You could use only the first five frequencies, if you wanted an approximation. Reconstructing from less than all the available frequency components loses detail in the reconstruction. The reconstructed signal will be the size of the frequencies you used to reconstruct it. You can zero-pad the reconstructed signal out to the length of the original vector (I did not do that here), but you cannot recover the information you lost.
Example:
t = linspace(0, 1, 24); % Time Vector
x = (t >= 1/3) & (t <= 2/3); % Signal Vector
y = fft(x); % Fourier Transform
ys1 = fftshift(y); % Shift To Centre
ys2 = fliplr(fftshift(ys1(8:18))); % Take Centre 5 Frequencies, Shift Back, And Flip
xinv = ifft(ys2);
figure(1)
plot(x,'b')
hold on
plot(xinv,'r')
plot(ifft(y), '--g')
hold off
legend('Original Waveform', 'Reconstructed From First 5 Freqencies', 'Reconstructed From All Frequencies')

8 commentaires

Fred
Fred le 9 Mar 2017
Modifié(e) : Fred le 9 Mar 2017
Thanks for the answer. I have another question about the use of zero-pad in frequency domain. When i tried to use
xinv = ifft([0 0 0 0 0 0 0 ys2 0 0 0 0 0 0]);
instead of using
xinv = ifft(ys2);
I got so weird reconstructed signal. Can you just help me how to use zero-padding in the frequency domain so that I can get my original signal with a small error margin?
Thanks
My pleasure.
The fftshift function in ‘ys1’ rotates ‘y’ by half the length so that 0 Hz is in the centre of the vector rather than at the beginning. In ‘ys2’ with your 24-element vector (and the 24 element fft it creates), the index range of 8:18 of the shifted vector incorporates the 5 frequencies to the ‘left’ of centre, the centre 0 Hz, and the 5 frequencies to the ‘right’ of centre, since symmetry is important. I then shifted it back, and discovering that it didn’t shift the way I wanted it to (so 0 Hz is the first element) use fliplr to get it in the correct orientation. Then I did the ifft on it to get the result.
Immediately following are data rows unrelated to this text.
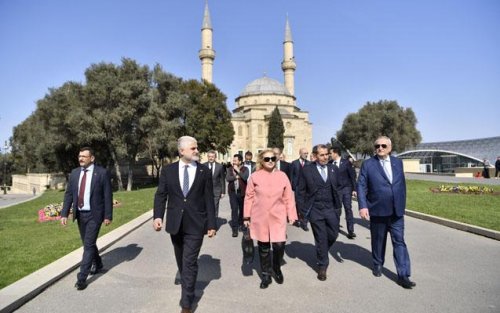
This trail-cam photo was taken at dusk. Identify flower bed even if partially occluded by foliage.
[430,185,498,195]
[38,200,122,222]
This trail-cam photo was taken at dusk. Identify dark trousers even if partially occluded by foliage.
[370,215,411,277]
[170,227,203,308]
[257,241,285,276]
[229,192,244,229]
[342,190,354,233]
[310,207,339,269]
[214,195,220,221]
[77,211,102,281]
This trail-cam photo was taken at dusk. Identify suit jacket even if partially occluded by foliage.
[226,165,249,197]
[290,159,311,190]
[153,161,216,235]
[61,164,113,223]
[276,160,292,182]
[295,162,342,215]
[330,158,356,193]
[203,162,226,197]
[356,156,406,216]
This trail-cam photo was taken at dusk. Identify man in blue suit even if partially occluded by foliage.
[330,147,356,239]
[153,136,216,313]
[295,145,341,281]
[61,147,113,290]
[357,136,416,289]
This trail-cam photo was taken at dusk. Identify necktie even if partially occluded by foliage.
[320,165,327,183]
[182,165,189,197]
[382,160,392,184]
[78,169,88,209]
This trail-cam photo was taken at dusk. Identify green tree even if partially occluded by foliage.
[267,107,285,150]
[181,80,234,153]
[337,100,422,155]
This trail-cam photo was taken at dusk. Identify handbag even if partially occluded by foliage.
[241,227,255,264]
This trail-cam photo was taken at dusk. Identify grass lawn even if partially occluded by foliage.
[406,180,500,231]
[0,188,156,289]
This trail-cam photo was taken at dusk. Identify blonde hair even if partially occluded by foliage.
[256,148,278,171]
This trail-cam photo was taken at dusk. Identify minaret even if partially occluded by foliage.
[198,0,215,83]
[281,15,297,96]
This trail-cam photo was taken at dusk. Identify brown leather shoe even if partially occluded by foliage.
[317,268,326,281]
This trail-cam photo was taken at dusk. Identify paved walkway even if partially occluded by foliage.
[13,198,500,313]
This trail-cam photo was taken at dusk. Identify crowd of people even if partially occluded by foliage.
[61,136,416,313]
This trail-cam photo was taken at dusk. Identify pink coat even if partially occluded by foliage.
[243,169,297,242]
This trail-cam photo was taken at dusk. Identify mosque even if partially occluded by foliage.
[199,3,312,161]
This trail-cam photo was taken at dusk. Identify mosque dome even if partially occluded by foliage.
[238,76,292,98]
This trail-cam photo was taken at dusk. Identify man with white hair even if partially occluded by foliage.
[153,136,216,313]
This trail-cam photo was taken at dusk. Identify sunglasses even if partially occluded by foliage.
[262,157,276,162]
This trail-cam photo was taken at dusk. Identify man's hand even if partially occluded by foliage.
[359,208,370,220]
[153,218,162,231]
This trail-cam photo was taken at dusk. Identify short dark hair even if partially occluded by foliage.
[80,147,94,156]
[312,143,328,154]
[330,146,342,155]
[233,153,243,162]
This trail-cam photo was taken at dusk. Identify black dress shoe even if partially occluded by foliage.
[75,280,87,290]
[273,270,285,285]
[90,263,103,275]
[260,275,273,289]
[372,265,382,277]
[347,231,356,239]
[398,276,417,289]
[317,268,326,281]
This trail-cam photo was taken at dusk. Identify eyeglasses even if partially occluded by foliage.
[262,157,276,162]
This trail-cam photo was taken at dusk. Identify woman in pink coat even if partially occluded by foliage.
[243,149,297,289]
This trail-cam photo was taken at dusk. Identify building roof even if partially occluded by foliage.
[238,76,293,98]
[399,136,500,163]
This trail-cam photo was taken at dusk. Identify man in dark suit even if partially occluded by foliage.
[357,136,416,289]
[226,154,249,237]
[330,147,356,239]
[296,145,341,281]
[273,147,292,184]
[204,150,226,221]
[61,147,113,290]
[290,148,311,231]
[153,136,216,313]
[244,151,257,177]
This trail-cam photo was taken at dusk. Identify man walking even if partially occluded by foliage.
[357,136,416,289]
[296,145,341,281]
[61,147,113,290]
[153,136,216,313]
[205,150,226,221]
[226,154,249,237]
[330,147,356,239]
[290,148,311,231]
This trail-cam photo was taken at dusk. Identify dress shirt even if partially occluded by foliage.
[78,164,94,211]
[179,160,197,189]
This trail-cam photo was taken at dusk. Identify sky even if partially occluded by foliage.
[0,0,500,152]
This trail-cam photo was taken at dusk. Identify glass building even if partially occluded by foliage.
[397,136,500,173]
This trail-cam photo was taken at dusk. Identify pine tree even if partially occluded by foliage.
[267,107,285,150]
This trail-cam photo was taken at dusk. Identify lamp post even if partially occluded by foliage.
[2,140,8,195]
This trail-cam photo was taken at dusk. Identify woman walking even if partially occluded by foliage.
[243,149,297,289]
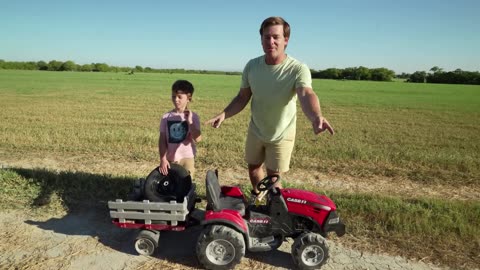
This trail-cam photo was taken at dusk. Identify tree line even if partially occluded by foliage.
[0,59,480,85]
[407,66,480,85]
[0,59,241,75]
[311,66,395,81]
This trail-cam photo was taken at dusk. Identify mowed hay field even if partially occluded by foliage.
[0,70,480,268]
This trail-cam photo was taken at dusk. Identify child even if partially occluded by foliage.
[158,80,202,179]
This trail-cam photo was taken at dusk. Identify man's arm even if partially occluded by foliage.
[295,87,335,135]
[205,87,252,128]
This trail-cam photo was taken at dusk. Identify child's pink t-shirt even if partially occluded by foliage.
[160,111,200,161]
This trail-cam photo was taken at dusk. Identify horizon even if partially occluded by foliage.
[0,0,480,74]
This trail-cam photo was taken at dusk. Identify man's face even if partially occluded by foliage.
[262,25,288,59]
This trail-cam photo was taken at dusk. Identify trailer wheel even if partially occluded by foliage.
[135,230,160,256]
[196,225,245,269]
[292,233,328,269]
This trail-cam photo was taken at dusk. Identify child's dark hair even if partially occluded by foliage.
[172,80,194,99]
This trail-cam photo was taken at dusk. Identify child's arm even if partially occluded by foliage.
[158,132,170,175]
[187,111,202,143]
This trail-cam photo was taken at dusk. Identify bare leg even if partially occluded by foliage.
[248,164,265,193]
[266,168,282,188]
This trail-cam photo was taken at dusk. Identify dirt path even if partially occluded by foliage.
[0,155,480,270]
[0,209,446,270]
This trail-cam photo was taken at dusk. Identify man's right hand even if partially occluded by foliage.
[158,160,170,175]
[205,112,225,128]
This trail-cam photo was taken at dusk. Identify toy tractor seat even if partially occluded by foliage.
[144,164,192,203]
[205,170,245,216]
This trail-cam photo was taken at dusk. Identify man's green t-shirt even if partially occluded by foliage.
[240,55,312,142]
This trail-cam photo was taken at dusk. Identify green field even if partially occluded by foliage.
[0,70,480,185]
[0,70,480,269]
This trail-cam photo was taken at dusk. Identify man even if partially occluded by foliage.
[206,17,334,195]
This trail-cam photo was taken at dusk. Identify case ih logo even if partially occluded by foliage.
[287,198,307,204]
[249,218,270,224]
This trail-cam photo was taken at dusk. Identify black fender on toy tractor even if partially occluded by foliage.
[144,164,192,202]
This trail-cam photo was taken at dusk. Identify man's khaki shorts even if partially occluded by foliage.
[170,158,195,180]
[245,129,295,173]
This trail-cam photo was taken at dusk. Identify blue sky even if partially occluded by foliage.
[0,0,480,73]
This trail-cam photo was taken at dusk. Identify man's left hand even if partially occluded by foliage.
[312,116,335,135]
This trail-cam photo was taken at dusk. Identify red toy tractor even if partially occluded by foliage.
[109,166,345,269]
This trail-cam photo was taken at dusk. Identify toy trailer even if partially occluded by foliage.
[108,181,196,255]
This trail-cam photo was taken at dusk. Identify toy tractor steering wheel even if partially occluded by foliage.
[257,175,280,192]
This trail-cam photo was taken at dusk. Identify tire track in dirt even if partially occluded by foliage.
[0,209,447,270]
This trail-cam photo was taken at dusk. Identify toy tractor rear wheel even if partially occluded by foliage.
[292,233,328,269]
[196,225,245,269]
[135,230,160,256]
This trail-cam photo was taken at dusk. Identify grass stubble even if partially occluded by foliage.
[0,71,480,268]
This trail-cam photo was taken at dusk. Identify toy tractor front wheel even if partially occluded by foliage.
[135,230,160,256]
[196,225,245,269]
[292,233,328,269]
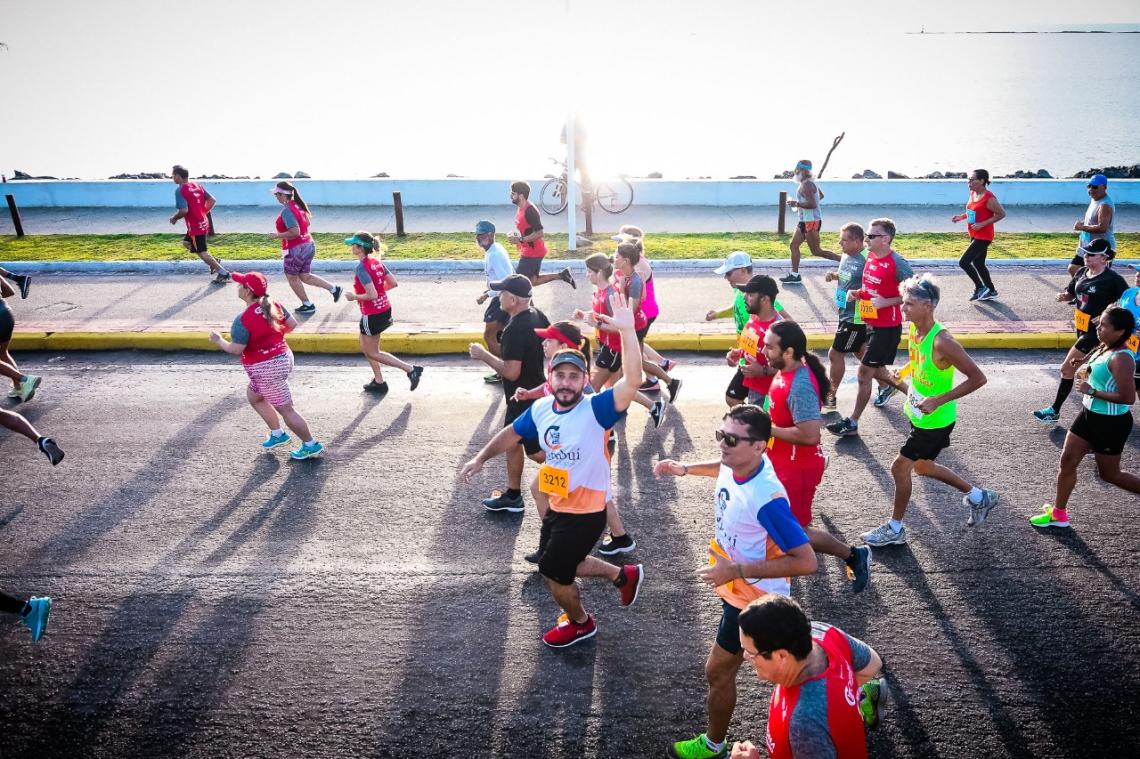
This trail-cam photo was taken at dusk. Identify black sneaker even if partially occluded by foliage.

My code wouldn’t work if you don’t use those two assignments!
The demonstration would have been more impressive with a longer data vector, because I then would have been able to demonstrate the Gibbs phenomenon. It’s definitely visible, but difficult to explain in the plot with so few data. It’s responsible for the ‘zig-zag’ appearance in the red line, due to the loss of high frequency components.
-------------------------------------------------------
EDIT Don’t zero-pad in the frequency domain. The purpose of zero-padding a time-domain signal is to increase the frequency resolution in the transformed spectrum. A time-domain signal is not necessarily symmetrical (there’s no reason to expect it to be). The frequency domain signal is symmetrical, making zero-padding, even with symmetrical zero vectors, problematic. I’ve never zero-padded a frequency domain signal, and I can’t find any discussion of it in my signal processing references (quick search). If you can find such a reference, please share it. I experimented with this just now, and I can’t recover anything useful.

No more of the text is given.